Le principe, en gros : Vous avez envie de proposer une aide pendant cette crise du coronavirus? Donnez nous votre nom, donnez nous votre adresse, laissez votre numéro de téléphone. Si vous voulez sur l'application, les gens peuvent les consulter et vous contacter s’ils en ont besoin. Et du coup dessus, on retrouve un peu de tout puisqu'il y a des assistantes maternelles qui sont au chômage technique et qui, du coup, proposent gratuitement leurs services. On a des chauffeurs Uber qui proposent gratuitement leurs services, des gens qui disent “je suis disponible en bonne santé, j suis volontaire pour aller faire des courses pour des personnes âgées”. J'ai vu un message qui me fait sourire, quelqu’un qui disait qu'il avait un Doliprane chez lui.. Et du coup, il y a des échanges qui lui sont assez inspirant sur la plateforme.
[00:24:31] On a le journal participatif dans le sang. On a été parmi les premiers à relancer le journalisme de solutions en France en 2015. L'application est typiquement quelque chose qui transpire le journalisme de solutions et l'utilité. On a une newsletter qui est dédiée à la gestion de crise en Italie. Comment ils gèrent, comment ils la vivent. Depuis le début, on dit qu'ils ont dix, quinze jours d'avance sur nous.
[00:26:25] On est en transformation digitale à marche forcée. Il y a plein d'individualités aussi qui sont réticents à la bascule numérique. Là, on est obligé de travailler sur de nouveaux outils. On est obligé de trouver de nouvelles manières de travailler. Des organisations se font en quelques jours alors que ça fait des mois, voire des années, que la plupart des journaux se cassent les dents dessus. Par contre, là, on voit surtout une accélération de tous les projets. On a, comme tous les autres sites, des pics d'audience. Depuis le début de la crise, l'abonnement numérique marchait très bien chez nous. Là, même en ayant passé des contenus gratuits, les gens continuent de s'abonner.

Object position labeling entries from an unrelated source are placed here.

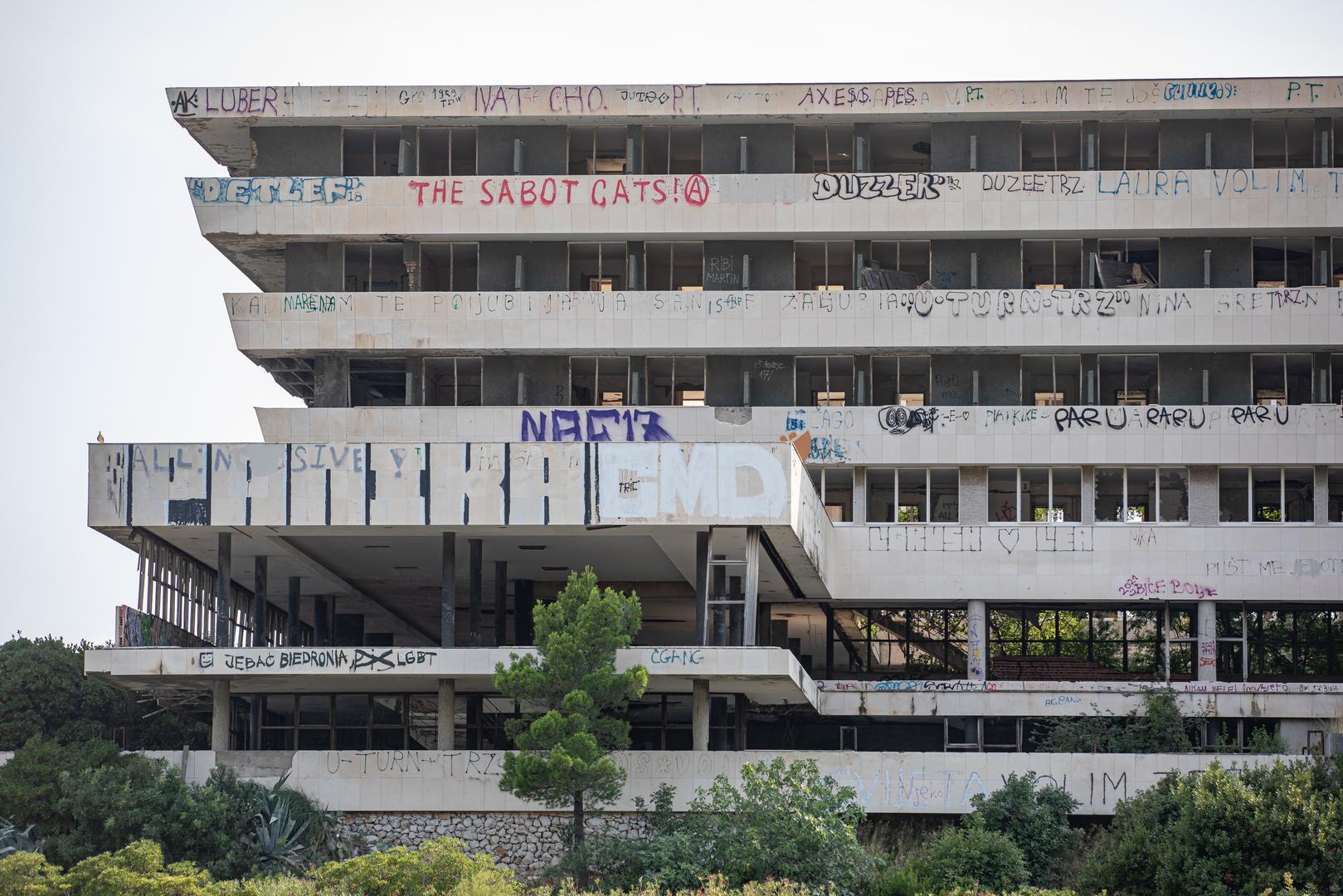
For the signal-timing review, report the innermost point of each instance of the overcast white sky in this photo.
(114, 314)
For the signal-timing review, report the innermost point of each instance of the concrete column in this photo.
(700, 715)
(474, 586)
(1206, 641)
(447, 599)
(219, 716)
(976, 641)
(446, 713)
(260, 635)
(223, 583)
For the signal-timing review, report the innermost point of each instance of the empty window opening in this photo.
(1282, 143)
(447, 152)
(825, 381)
(902, 379)
(673, 266)
(904, 264)
(1141, 494)
(1034, 494)
(596, 151)
(1052, 147)
(453, 382)
(599, 381)
(900, 148)
(371, 152)
(450, 266)
(676, 381)
(835, 485)
(1282, 262)
(1128, 379)
(1128, 262)
(824, 266)
(1128, 145)
(1267, 494)
(1052, 264)
(673, 149)
(1280, 379)
(377, 268)
(377, 383)
(1050, 379)
(598, 268)
(822, 148)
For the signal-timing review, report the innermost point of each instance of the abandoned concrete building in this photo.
(917, 416)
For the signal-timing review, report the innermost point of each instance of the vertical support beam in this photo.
(701, 589)
(260, 575)
(219, 716)
(446, 713)
(500, 603)
(1206, 641)
(752, 609)
(976, 641)
(447, 599)
(292, 635)
(223, 582)
(474, 586)
(700, 715)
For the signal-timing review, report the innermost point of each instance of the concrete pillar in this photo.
(700, 715)
(219, 716)
(1206, 641)
(976, 641)
(446, 713)
(260, 635)
(474, 586)
(447, 598)
(223, 585)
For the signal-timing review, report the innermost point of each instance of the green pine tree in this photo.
(570, 694)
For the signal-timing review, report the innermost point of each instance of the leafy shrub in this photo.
(1036, 820)
(434, 867)
(971, 856)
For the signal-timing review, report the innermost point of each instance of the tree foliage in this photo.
(570, 692)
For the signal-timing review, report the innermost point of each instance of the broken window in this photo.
(1128, 379)
(1052, 145)
(1128, 262)
(1282, 143)
(453, 382)
(900, 148)
(447, 151)
(676, 381)
(1128, 145)
(902, 379)
(673, 149)
(1141, 494)
(371, 152)
(1034, 494)
(904, 264)
(377, 383)
(1052, 264)
(825, 381)
(824, 265)
(1282, 262)
(377, 268)
(599, 381)
(835, 485)
(1280, 379)
(1267, 494)
(449, 266)
(598, 151)
(673, 266)
(1050, 379)
(822, 148)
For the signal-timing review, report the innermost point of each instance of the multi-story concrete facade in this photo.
(916, 414)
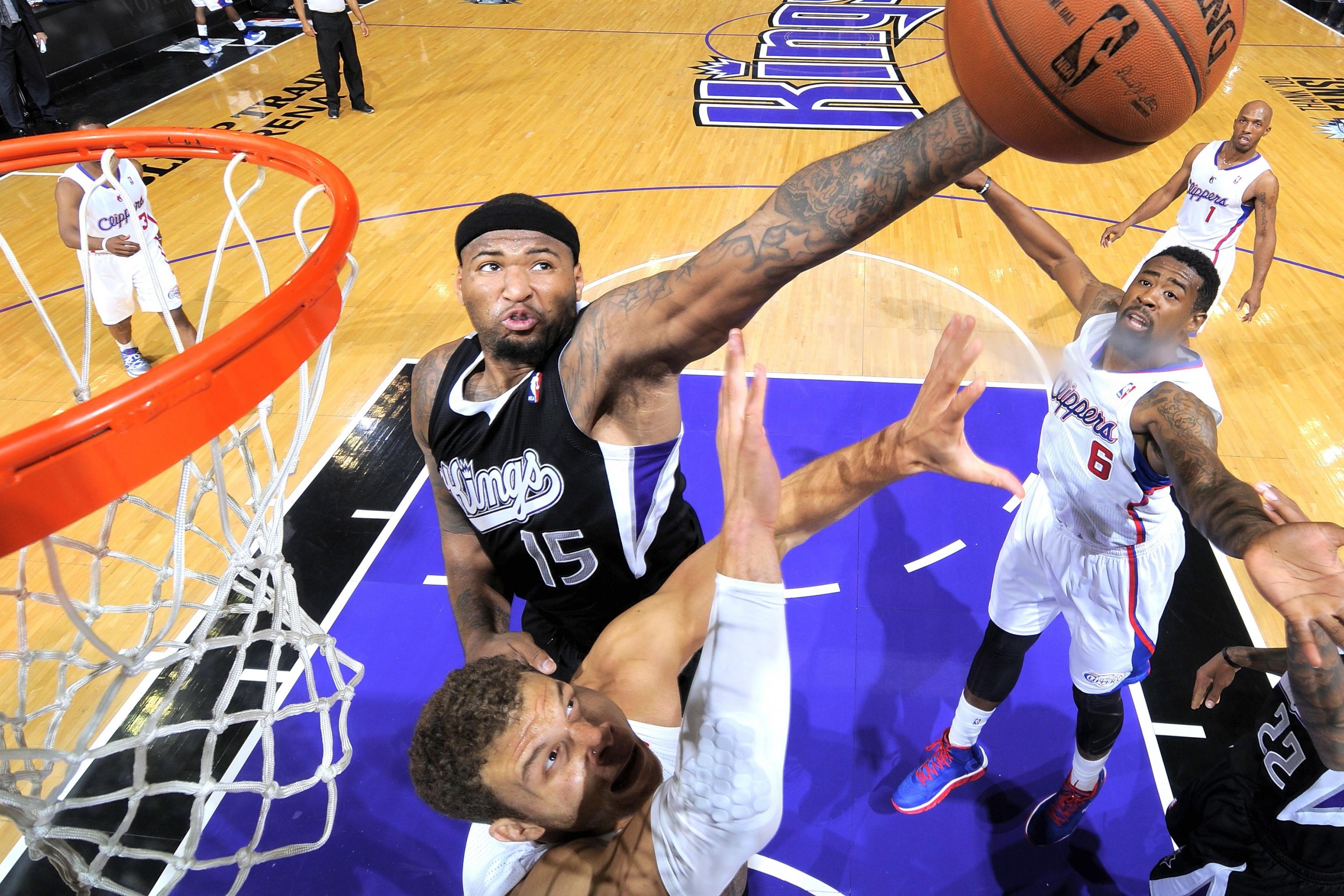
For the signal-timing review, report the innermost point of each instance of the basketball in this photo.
(1092, 80)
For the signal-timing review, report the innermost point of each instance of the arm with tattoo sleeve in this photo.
(480, 606)
(1221, 507)
(1049, 249)
(1319, 693)
(658, 326)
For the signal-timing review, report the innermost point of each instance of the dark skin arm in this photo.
(1160, 199)
(1183, 444)
(1265, 195)
(1049, 249)
(480, 605)
(648, 331)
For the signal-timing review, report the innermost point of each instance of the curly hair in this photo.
(458, 724)
(1203, 268)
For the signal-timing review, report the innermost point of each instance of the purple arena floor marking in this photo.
(877, 671)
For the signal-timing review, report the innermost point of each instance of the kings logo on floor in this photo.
(826, 65)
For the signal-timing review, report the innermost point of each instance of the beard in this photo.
(531, 350)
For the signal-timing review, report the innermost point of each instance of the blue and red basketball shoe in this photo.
(1058, 816)
(947, 769)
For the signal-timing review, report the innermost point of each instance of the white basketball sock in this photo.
(968, 723)
(1086, 771)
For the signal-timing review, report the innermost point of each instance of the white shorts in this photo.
(1112, 599)
(115, 281)
(1224, 260)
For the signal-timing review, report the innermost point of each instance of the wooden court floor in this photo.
(593, 102)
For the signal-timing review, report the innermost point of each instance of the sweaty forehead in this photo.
(515, 242)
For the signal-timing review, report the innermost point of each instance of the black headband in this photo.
(525, 213)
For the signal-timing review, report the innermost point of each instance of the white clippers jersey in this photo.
(1100, 487)
(107, 214)
(1213, 215)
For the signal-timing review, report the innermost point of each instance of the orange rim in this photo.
(62, 469)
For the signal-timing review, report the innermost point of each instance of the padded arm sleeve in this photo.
(725, 801)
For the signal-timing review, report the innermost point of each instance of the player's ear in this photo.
(511, 831)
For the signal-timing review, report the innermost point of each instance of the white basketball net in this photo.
(97, 625)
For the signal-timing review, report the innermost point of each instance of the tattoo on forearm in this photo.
(1222, 508)
(1319, 693)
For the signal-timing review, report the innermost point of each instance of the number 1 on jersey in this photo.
(1100, 461)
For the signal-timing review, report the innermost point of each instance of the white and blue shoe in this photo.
(947, 769)
(133, 362)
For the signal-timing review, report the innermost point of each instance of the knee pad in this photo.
(998, 664)
(1100, 721)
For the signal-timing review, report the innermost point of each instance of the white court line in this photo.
(1171, 730)
(1026, 487)
(789, 875)
(929, 559)
(812, 592)
(1155, 756)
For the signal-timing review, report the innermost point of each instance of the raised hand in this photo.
(1112, 234)
(1298, 569)
(933, 436)
(746, 462)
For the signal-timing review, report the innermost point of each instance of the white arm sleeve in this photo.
(725, 801)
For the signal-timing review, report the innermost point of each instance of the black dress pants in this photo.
(18, 54)
(336, 43)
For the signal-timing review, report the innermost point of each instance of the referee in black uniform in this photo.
(335, 42)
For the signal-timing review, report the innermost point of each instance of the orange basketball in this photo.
(1086, 81)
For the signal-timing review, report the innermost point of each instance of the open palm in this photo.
(1296, 566)
(934, 433)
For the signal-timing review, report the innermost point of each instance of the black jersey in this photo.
(1296, 804)
(578, 528)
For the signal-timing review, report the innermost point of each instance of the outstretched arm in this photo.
(1267, 209)
(1221, 507)
(1049, 249)
(1160, 199)
(931, 438)
(658, 326)
(1295, 566)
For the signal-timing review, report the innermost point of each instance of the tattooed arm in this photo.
(1319, 693)
(1267, 209)
(655, 327)
(1049, 249)
(480, 606)
(1221, 507)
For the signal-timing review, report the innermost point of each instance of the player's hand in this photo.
(1112, 234)
(746, 462)
(1296, 566)
(1250, 301)
(518, 645)
(1279, 507)
(933, 436)
(1210, 682)
(120, 246)
(975, 180)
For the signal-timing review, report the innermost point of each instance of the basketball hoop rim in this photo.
(61, 469)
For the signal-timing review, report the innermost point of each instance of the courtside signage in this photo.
(824, 65)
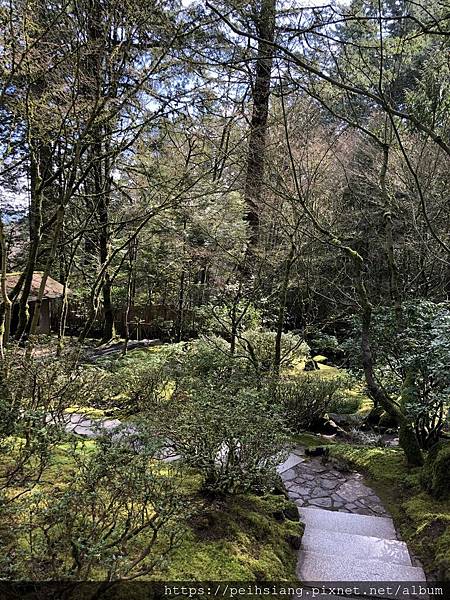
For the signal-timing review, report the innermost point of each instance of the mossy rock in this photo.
(387, 421)
(435, 475)
(373, 418)
(311, 365)
(320, 358)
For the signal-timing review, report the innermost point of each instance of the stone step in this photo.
(328, 520)
(333, 543)
(314, 566)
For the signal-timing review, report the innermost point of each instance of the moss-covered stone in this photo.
(435, 475)
(388, 421)
(242, 539)
(423, 521)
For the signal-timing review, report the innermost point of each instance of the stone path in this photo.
(91, 428)
(349, 535)
(312, 482)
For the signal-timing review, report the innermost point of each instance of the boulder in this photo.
(435, 474)
(373, 418)
(387, 421)
(311, 365)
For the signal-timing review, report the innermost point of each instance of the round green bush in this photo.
(435, 475)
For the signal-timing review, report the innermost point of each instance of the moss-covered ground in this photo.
(245, 538)
(423, 522)
(242, 537)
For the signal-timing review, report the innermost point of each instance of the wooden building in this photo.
(51, 300)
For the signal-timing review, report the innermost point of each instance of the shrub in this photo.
(306, 398)
(258, 347)
(232, 437)
(112, 515)
(435, 474)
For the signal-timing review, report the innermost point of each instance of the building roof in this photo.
(53, 289)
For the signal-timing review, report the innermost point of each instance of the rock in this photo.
(347, 420)
(325, 426)
(311, 365)
(319, 451)
(373, 418)
(322, 502)
(291, 513)
(387, 421)
(435, 475)
(295, 541)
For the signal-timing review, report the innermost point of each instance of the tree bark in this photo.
(265, 26)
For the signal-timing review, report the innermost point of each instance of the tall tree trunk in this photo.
(5, 309)
(407, 437)
(282, 308)
(45, 275)
(265, 27)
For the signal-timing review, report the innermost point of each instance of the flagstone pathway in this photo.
(349, 535)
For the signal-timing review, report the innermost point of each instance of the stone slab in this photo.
(332, 543)
(380, 527)
(289, 463)
(313, 566)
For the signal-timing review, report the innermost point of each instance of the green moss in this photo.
(242, 539)
(309, 440)
(87, 411)
(424, 522)
(320, 358)
(435, 475)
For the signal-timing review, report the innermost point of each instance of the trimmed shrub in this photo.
(259, 347)
(306, 399)
(231, 437)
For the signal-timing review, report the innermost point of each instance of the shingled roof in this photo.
(53, 289)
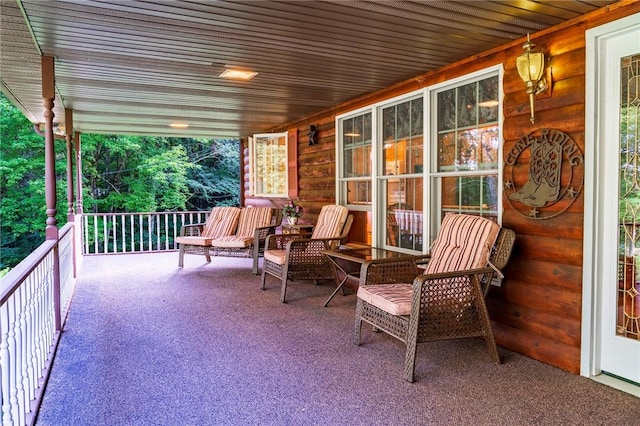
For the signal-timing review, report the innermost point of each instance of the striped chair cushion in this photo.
(252, 218)
(232, 241)
(222, 221)
(392, 298)
(330, 221)
(463, 242)
(278, 257)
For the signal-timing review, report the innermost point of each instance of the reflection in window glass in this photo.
(355, 182)
(468, 140)
(401, 183)
(269, 164)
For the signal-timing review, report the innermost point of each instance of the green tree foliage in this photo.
(120, 174)
(23, 209)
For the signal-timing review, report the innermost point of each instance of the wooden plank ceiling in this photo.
(134, 67)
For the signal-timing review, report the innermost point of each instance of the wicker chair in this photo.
(295, 257)
(254, 225)
(447, 300)
(196, 238)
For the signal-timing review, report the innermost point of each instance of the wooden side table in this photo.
(297, 229)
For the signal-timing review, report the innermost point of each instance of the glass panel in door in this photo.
(628, 291)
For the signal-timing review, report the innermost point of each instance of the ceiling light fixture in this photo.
(238, 74)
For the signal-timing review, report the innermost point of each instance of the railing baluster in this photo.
(114, 227)
(5, 364)
(123, 233)
(132, 241)
(161, 228)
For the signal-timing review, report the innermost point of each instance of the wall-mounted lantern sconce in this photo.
(531, 69)
(313, 134)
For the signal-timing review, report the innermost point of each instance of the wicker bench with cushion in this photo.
(196, 238)
(230, 231)
(254, 225)
(297, 257)
(447, 300)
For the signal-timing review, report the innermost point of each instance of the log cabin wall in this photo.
(537, 310)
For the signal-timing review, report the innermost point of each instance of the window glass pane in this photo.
(446, 110)
(404, 215)
(467, 108)
(270, 164)
(417, 119)
(467, 141)
(476, 195)
(358, 192)
(488, 100)
(356, 159)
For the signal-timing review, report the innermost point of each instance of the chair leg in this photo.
(181, 257)
(410, 360)
(357, 334)
(283, 292)
(263, 278)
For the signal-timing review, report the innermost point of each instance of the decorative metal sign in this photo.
(552, 182)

[00:31:38] Je trouve que c’est une période qui est très stimulante, où on peut tester beaucoup de choses. En gros, on peut tester, se tromper. C'est pas très grave parce qu'il y a tellement de choses qui marchent à côté qu'on peut se planter sur un truc. On peut faire un chatbot dédié au coronavirus, si ça marche pas, ça marche pas.
[00:32:39] On voit que les gens ont envie de parler. On a mis en place un groupe privé sur Facebook où les gens peuvent se poster en photo chez eux, en télétravail ou en train de faire du yoga. Les gens ont besoin de partager en ce moment et de parler, même virtuellement, à d'autres gens. Et c'est ici qu'il faut qu'on arrive à trouver le bon créneau pour s'installer. J'aimerais bien dans les prochaines semaines, peut être, lancer des groupes de discussion sur le foot qui seraient animés par nos jeunes sportifs pour encore garder du lien avec nos lecteurs différemment.